Autor/es reacciones

Diego Bellido

Jefe del Servicio de Endocrinología y Nutrición en el Complejo Hospitalario de Ferrol (CHUF) y presidente de la Sociedad Española de Obesidad (SEEDO)

¿La nota de prensa refleja el estudio con precisión?  

“Sí, en lo esencial sí. Transmite correctamente que la semaglutida oral no frenó la progresión clínica del alzhéimer precoz, aunque hubo cambios en biomarcadores que no se tradujeron en beneficio clínico. El posible sesgo está en simplificar demasiado esos matices”. 

¿El estudio es de buena calidad?  

“Sí. Es un trabajo metodológicamente robusto: dos ensayos fase 3, aleatorizados, doble ciego, controlados con placebo, con 3.808 participantes en 566 centros de 40 países. La conclusión principal está bien sustentada porque el desenlace primario fue claramente negativo en ambos ensayos”. 

¿Cómo encaja este trabajo con la evidencia existente?  

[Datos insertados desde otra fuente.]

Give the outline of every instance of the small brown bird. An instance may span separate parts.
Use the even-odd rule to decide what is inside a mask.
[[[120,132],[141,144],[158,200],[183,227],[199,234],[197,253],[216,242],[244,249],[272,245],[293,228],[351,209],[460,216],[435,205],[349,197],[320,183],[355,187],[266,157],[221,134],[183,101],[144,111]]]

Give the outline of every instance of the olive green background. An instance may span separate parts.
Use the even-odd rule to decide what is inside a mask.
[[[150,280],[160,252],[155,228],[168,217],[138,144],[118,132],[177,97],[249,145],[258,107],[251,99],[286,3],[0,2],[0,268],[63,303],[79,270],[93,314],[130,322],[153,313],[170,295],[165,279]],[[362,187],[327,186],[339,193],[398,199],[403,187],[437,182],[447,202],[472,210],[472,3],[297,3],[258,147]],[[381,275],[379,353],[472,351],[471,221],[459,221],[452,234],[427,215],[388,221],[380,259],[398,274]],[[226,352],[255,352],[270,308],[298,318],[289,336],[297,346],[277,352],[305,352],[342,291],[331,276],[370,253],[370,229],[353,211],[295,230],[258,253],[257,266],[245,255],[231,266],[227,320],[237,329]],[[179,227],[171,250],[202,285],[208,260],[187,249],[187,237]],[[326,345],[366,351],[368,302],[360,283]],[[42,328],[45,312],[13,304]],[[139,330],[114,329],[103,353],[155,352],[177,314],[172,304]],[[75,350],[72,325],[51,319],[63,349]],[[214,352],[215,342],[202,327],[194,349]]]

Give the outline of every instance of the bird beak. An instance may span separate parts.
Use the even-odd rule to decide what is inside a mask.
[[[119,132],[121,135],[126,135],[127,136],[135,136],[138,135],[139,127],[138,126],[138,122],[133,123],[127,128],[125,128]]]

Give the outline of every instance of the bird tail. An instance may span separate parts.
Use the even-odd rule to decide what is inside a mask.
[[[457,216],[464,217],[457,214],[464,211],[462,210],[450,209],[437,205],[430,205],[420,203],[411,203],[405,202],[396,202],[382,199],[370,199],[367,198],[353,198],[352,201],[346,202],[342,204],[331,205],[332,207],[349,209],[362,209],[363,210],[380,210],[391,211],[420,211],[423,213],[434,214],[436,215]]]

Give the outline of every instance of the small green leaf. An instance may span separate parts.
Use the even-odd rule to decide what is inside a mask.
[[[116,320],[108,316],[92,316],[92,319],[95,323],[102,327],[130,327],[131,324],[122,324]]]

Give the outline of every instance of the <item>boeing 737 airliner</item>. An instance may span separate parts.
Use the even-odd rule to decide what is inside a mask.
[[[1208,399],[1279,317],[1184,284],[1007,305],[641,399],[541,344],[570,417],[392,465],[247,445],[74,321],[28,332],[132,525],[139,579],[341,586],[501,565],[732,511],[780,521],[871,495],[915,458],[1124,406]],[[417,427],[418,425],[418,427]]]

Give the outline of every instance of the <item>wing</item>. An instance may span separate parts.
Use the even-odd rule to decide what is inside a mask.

“Encaja como un estudio que corrige el entusiasmo previo. La evidencia preclínica, observacional y algunos estudios pequeños sugieren beneficio potencial de los agonistas GLP-1, pero este ensayo grande no confirma eficacia clínica en alzhéimer precoz”. 

¿Han tenido en cuenta los autores los factores de confusión? ¿Hay limitaciones importantes? 

“Sí, razonablemente. Ajustaron variables relevantes en el análisis y el diseño fue sólido. Aun así, hay limitaciones: más abandonos por efectos adversos en el grupo de la semaglutida, posible desenmascaramiento [del ciego] por efectos gastrointestinales y pérdida de peso, y el subestudio de LCR fue mucho más pequeño que el ensayo principal”. 

¿Cuáles son las implicaciones para el mundo real?  

“La implicación práctica es clara: estos datos no apoyan usar semaglutida oral de 14 mg para frenar el alzhéimer precoz. Puede seguir siendo útil en obesidad o diabetes, pero no debe extrapolarse su beneficio al tratamiento modificador de la enfermedad de Alzheimer”.